Videoquelle: © Pflanzenforschung.de

Die Idee des Pangenoms

Pro Pflanzenspezies liegt bislang oft nur eine Referenzsequenz vor. Doch die Genome auch innerhalb einer Art können sich teils erheblich voneinander unterschieden. Um der genetischen Vielfalt auf die Spur zu kommen, müssen andere Wege gegangen werden. Hier kommt das „Pangenom“ ins Spiel. Dabei handelt es sich um eine „umfassende Genomsequenz“, die alle genetischen Variationen innerhalb einer Art so genau wie möglich erfasst.

Dabei werden zunächst möglichst viele Genome einer Art sequenziert und im Detail verglichen. Viele Genombereiche und die darin enthaltenen Gene sind bei allen Individuen einer Art mehr oder weniger identisch: das ist das sogenannte „Core-Genom“. Hierbei handelt es sich um die genetische „Grundausstattung“ einer Art, z. B. Gene für den Grundstoffwechsel.

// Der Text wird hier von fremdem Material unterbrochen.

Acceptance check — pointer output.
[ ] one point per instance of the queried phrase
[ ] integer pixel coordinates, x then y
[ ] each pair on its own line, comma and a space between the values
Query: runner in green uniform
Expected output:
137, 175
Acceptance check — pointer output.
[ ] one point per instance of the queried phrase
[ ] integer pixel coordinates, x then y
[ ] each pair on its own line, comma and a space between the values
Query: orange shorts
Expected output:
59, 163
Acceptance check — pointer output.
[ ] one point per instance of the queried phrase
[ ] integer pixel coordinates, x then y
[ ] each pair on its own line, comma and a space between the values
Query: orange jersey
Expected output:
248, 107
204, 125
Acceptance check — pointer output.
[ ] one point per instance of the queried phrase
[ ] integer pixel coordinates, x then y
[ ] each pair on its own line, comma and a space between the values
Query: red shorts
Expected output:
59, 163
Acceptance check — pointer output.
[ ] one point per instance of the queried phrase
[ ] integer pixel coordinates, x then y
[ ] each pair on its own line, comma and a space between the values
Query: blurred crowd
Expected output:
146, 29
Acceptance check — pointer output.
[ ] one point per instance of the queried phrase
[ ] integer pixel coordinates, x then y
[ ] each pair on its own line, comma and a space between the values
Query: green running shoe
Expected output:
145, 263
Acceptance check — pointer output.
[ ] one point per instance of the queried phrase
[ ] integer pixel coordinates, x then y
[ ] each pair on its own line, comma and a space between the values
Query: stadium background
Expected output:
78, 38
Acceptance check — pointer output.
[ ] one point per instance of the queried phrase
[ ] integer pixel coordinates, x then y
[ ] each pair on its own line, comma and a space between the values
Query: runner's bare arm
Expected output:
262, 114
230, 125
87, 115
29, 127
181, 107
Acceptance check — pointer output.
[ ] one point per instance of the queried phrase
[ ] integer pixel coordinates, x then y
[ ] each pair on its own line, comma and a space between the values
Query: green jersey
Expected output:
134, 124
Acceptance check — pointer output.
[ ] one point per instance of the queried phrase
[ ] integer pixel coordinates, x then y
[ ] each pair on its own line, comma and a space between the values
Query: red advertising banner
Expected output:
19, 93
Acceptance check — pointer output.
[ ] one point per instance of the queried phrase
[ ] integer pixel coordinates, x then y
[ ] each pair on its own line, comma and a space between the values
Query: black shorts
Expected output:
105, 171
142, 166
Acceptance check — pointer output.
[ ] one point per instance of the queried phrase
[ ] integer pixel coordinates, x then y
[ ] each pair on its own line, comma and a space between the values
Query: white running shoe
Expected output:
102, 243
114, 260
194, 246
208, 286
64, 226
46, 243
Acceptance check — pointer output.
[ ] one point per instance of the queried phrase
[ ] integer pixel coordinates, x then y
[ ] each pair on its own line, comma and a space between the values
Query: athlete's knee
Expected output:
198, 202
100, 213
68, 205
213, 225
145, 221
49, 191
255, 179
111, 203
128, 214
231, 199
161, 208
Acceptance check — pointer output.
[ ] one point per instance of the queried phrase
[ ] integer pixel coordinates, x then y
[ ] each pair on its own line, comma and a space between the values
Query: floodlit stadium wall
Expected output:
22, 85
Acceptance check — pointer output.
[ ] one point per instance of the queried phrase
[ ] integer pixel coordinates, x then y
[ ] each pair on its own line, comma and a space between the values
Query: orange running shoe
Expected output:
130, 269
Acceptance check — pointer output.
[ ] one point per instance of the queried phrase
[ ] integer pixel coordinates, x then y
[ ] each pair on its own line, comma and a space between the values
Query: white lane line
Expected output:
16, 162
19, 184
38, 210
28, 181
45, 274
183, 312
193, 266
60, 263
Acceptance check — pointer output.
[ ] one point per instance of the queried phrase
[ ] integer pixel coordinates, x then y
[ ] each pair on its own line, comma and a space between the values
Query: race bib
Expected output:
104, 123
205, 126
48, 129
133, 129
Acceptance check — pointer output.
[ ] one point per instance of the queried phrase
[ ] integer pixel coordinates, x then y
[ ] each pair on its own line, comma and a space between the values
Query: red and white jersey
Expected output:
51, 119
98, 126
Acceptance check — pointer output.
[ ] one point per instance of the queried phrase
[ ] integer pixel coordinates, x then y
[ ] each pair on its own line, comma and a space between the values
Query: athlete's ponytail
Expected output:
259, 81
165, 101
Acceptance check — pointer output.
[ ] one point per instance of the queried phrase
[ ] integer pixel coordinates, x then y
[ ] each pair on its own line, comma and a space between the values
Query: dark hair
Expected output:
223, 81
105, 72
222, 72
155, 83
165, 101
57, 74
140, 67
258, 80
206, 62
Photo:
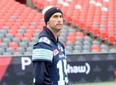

Dann aber gibt es Gene, die ganz spezifisch für eine bestimmte Pflanzenpopulation innerhalb einer Art sind: das „variable Genom“. Es umfasst beispielsweise Gene, mit denen sich Pflanzen an spezifische Umweltbedingungen wie Klima oder Nährstoffverfügbarkeit angepasst haben – oder an das Vorkommen bestimmter Krankheitserreger und Schädlinge in ihrem ursprünglichen Herkunftsgebiet.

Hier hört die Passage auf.